- IATA: LMA; ICAO: PAMH; FAA LID: MHM;

Summary
- Airport type: Public
- Owner: State of Alaska DOT&PF
- Serves: Lake Minchumina, Alaska
- Elevation AMSL: 682 ft / 208 m
- Coordinates: 63°53′10″N 152°18′07″W﻿ / ﻿63.88611°N 152.30194°W

Map
- LMA Location of airport in Alaska

Runways
| Direction | Length |  | Surface |
| ft | m |
| 3/21 | 4,184 | 1,275 | Gravel |

Statistics (2009)
- Aircraft operations: 1,140
- Based aircraft: 2
- Source: Federal Aviation Administration

= Minchumina Airport =

Minchumina Airport is a state-owned public-use airport serving Lake Minchumina, in the Yukon-Koyukuk Census Area of the U.S. state of Alaska. It is also known as Lake Minchumina Airport. In the past, the airport used MHM IATA code.

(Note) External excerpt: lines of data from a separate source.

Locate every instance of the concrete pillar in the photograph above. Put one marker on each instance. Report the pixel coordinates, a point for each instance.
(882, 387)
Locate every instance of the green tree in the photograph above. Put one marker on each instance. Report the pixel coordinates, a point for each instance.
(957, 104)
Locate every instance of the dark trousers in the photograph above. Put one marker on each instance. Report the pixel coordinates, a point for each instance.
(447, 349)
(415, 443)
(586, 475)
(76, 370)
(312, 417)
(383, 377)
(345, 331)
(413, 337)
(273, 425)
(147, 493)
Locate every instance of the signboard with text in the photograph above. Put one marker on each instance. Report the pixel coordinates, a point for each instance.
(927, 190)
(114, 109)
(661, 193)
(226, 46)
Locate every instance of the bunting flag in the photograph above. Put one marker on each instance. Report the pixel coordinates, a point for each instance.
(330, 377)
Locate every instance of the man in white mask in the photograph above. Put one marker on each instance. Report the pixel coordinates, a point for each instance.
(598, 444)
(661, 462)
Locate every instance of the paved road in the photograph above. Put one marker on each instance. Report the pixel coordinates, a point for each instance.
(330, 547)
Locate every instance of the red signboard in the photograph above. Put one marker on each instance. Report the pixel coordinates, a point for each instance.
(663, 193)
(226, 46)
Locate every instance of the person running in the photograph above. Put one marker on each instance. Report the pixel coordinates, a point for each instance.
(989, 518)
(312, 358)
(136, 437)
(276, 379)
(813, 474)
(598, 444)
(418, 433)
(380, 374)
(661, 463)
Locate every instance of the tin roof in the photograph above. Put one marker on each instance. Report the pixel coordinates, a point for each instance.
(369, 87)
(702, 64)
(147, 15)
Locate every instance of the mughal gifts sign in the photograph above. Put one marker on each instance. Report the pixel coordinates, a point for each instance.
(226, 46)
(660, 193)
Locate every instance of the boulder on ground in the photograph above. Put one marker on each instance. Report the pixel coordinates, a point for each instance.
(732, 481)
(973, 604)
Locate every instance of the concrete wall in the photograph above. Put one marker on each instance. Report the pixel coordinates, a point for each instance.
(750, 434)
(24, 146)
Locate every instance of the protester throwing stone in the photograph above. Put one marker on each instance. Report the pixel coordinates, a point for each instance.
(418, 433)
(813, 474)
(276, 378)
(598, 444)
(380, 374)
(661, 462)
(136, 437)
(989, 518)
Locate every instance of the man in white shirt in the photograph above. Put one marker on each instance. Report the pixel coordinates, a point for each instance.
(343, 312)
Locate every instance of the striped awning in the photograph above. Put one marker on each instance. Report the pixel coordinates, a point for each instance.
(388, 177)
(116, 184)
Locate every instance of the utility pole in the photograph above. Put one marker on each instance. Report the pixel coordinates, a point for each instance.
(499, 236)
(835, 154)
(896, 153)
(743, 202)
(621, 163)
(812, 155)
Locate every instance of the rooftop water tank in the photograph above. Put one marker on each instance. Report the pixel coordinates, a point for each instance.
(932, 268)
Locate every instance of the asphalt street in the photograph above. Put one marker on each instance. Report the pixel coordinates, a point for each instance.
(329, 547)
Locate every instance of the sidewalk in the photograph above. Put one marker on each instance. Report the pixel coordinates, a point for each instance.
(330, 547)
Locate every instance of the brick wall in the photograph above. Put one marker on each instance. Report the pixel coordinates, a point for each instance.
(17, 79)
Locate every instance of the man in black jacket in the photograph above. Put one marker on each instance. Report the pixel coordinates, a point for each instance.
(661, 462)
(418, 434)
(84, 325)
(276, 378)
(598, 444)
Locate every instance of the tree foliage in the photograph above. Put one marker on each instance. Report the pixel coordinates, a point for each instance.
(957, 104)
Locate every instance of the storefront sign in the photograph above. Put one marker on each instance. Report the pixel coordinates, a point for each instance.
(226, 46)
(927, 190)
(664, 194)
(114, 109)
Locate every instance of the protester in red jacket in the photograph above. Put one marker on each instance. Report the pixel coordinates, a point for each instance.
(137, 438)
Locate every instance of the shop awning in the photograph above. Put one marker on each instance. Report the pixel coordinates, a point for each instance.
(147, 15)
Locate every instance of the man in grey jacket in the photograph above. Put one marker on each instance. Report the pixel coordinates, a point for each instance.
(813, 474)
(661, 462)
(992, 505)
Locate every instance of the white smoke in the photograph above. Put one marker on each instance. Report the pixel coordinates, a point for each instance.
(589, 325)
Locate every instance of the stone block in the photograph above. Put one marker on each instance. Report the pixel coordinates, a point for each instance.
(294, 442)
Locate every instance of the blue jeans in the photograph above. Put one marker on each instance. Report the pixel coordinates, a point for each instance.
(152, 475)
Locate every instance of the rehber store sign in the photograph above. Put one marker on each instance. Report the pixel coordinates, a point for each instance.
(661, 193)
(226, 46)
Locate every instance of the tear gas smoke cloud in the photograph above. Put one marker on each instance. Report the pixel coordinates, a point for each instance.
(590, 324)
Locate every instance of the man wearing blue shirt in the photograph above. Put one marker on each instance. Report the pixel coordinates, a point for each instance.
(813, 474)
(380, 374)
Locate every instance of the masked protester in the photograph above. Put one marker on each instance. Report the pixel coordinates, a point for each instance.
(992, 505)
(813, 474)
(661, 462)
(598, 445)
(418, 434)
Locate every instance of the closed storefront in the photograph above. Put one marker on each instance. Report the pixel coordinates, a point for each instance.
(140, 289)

Scheduled passenger service at this airport is subsidized by the United States Department of Transportation via the Essential Air Service program.

== Facilities and aircraft ==
Minchumina Airport covers an area of 674 acre at an elevation of 678 feet (207 m) above mean sea level. It has one runway designated 3/21 with a gravel surface measuring 4,200 by 100 feet (1,280 x 30 m). For the 12-month period ending December 31, 2005, the airport had 1,140 aircraft operations, an average of 95 per month: 96% general aviation and 4% air taxi. The airport's elevation is 698 feet above mean sea level.

== Airlines and destinations ==

The following airline offers scheduled passenger service:

| Airlines | Destinations |
|---|---|
| Wright Air Service | Fairbanks |

===Statistics===

Top domestic destinations: Jan. – Dec. 2013
| Rank | City | Airport name & IATA code | Passengers |  |
| 2013 | 2012 |
| 1 | Fairbanks, Alaska | Fairbanks International (FAI) | 100 | 90 |
| 2 | McGrath, AK | McGrath Airport (MCG) | <10 | <10 |

== Recent Developments ==

Airport Maintenance Contract: In May 2022, the State of Alaska's Department of Transportation and Public Facilities issued an invitation to bid for the routine summer and winter maintenance of Lake Minchumina Airport. The scope includes upkeep of runways, taxiways, aprons, state-owned equipment, and buildings located at the airport.

Acquisition of Snow Removal Equipment: In June 2023, the Federal Aviation Administration announced an Airport Improvement Program (AIP) grant of $389,500 to Minchumina Airport for the acquisition of snow removal equipment, aiming to enhance the airport's operational efficiency during winter months.